Wasting Away in Plague-arita Ville

Nibbled on by locusts
Tryin’ to get some rest
All those Egyptians covered in boils

Blood on my six string
Frogs on my porch swing
All of our pineapples beginning to spoil

Wastin’ away again in Plague-aritaville
Searching for my long lost chance to bolt
Some people claim that there’s a firstborn to blame

But I know
*ba ba ba ba ba*
It’s Pharaoh’s fault

Darkness’ the reason
Lice here all season
Nothing to show but a sick cow or two

But it’s a real beauty
Wild animals have cooties
How they all got here I haven’t a clue

Wastin’ away again in Plague-aritaville
Searching for my long lost chance to bolt
Some people claim that there’s a firstborn to blame

But I know
*ba ba ba ba ba*
It’s Pharaoh’s fault

AARON: Pharaoh, we are sorry for your loss. There’s booze in the blender, and soon it will render. A concoction that will help you hang on. But now that you have seen how powerful God is, will you let my people go?

PHARAOH: You need a holiday. Take a holiday. Just go.

NARRATOR: In our seder, we fill our wine up to remember our joy in being able to escape corporate Egypt for Margaritaville. Yet our happiness is not complete, because the Egyptians suffered from the plagues, and eventually were killed so that we could be free. Therefore, we spill a drop of wine from our cups as we say each plague.

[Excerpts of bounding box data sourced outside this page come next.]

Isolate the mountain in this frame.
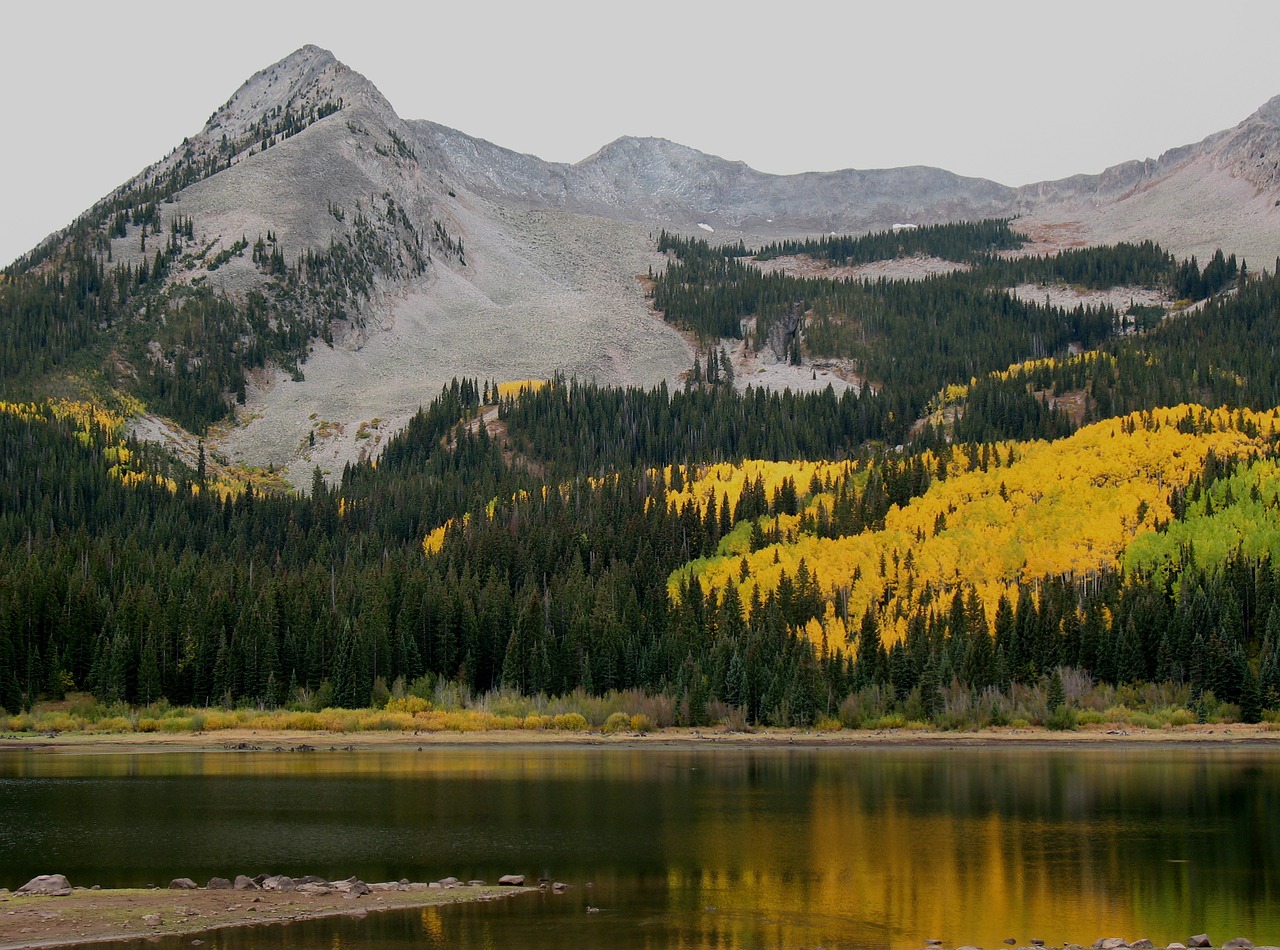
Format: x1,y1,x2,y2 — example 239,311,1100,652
6,46,1280,484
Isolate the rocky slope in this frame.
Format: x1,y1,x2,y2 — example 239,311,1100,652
20,46,1280,484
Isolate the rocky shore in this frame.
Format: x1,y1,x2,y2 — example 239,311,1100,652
920,933,1280,950
0,874,535,950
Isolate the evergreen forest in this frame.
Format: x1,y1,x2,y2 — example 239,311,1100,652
0,217,1280,727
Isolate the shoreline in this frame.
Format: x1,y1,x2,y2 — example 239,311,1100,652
0,723,1280,754
0,883,538,950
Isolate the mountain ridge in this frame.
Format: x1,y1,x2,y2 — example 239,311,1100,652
2,46,1280,484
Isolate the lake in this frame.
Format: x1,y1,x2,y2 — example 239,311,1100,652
0,745,1280,950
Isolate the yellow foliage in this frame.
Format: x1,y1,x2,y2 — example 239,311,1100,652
671,406,1280,648
498,379,547,399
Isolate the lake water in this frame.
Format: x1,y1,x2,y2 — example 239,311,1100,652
0,746,1280,950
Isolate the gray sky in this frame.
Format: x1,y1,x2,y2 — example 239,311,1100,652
0,0,1280,266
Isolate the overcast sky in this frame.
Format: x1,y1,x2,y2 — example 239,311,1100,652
0,0,1280,265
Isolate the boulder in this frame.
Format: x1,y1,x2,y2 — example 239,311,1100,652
297,881,334,898
330,877,374,898
17,874,72,898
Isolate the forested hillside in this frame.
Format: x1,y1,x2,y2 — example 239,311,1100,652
0,224,1280,725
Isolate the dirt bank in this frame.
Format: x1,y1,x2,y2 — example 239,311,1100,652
0,883,534,950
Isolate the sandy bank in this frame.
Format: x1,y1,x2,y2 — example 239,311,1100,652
0,883,535,950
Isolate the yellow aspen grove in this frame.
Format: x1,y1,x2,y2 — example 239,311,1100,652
669,406,1280,648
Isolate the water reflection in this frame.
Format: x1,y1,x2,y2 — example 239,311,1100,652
0,748,1280,950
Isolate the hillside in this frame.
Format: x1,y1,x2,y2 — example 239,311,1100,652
0,46,1280,487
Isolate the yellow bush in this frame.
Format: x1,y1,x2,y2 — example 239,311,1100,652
360,712,413,732
556,713,589,732
600,712,631,734
92,716,133,732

AARON: Remember this day in which you came out from Egypt and out of the house of bondage. Jimmy Buffett has brought you from this place, and he will lead you to the Promised Land.

MOSES: We must go quickly before Pharaoh changes his mind.

MIRIAM: Moses, we won’t yet have cut the pineapples!

AARON: It doesn’t matter, we have to cruise on back home.

PHARAOH: I have just let my Parrotheads fly free. This is not good for the people of Egypt. All that my fathers have worked for will vanish if I lose the Hebrew slaves. Who will build the pyramids? Who will build the cities? Who will organize the office happy hours? The entire economy of Egypt will collapse without the Hebrews. I WANT MY PARROTHEADS BACK.

HERALD: All soldiers and warriors – get your swords and armor. Saddle your horses. We’re going after them!

MIRIAM: Look! The Egyptians are coming! They will kill us all! Moses, DO SOMETHING!

MOSES: Do not be afraid. God has provided for us up to now, and he will continue to do so. Never give up for that is just the place and time that the tide will turn.

GOD: Lift up your rod and stretch out your hand over the sea, and divide it; and the children of Israel shall walk through the sea on dry land. On the other side is a beach and somewhere warm. And a very attractive cabana boy.

NARRATOR: Moses stretched out his staff, and the children of Israel walked through the parted waters. When Pharaoh’s armies followed in pursuit, the waters closed in on them and hit them all. Fins up!

MOSES: We made it across the Red Sea! We are free!

NARRATOR: And Miriam took a timbrel in her hand, and all of the women went out after her with timbrels and danced. Then, the Hebrew people followed Moses toward the Promised Land and dreamed in colors borrowed from the sea. Finally, Margaritaville is at peace.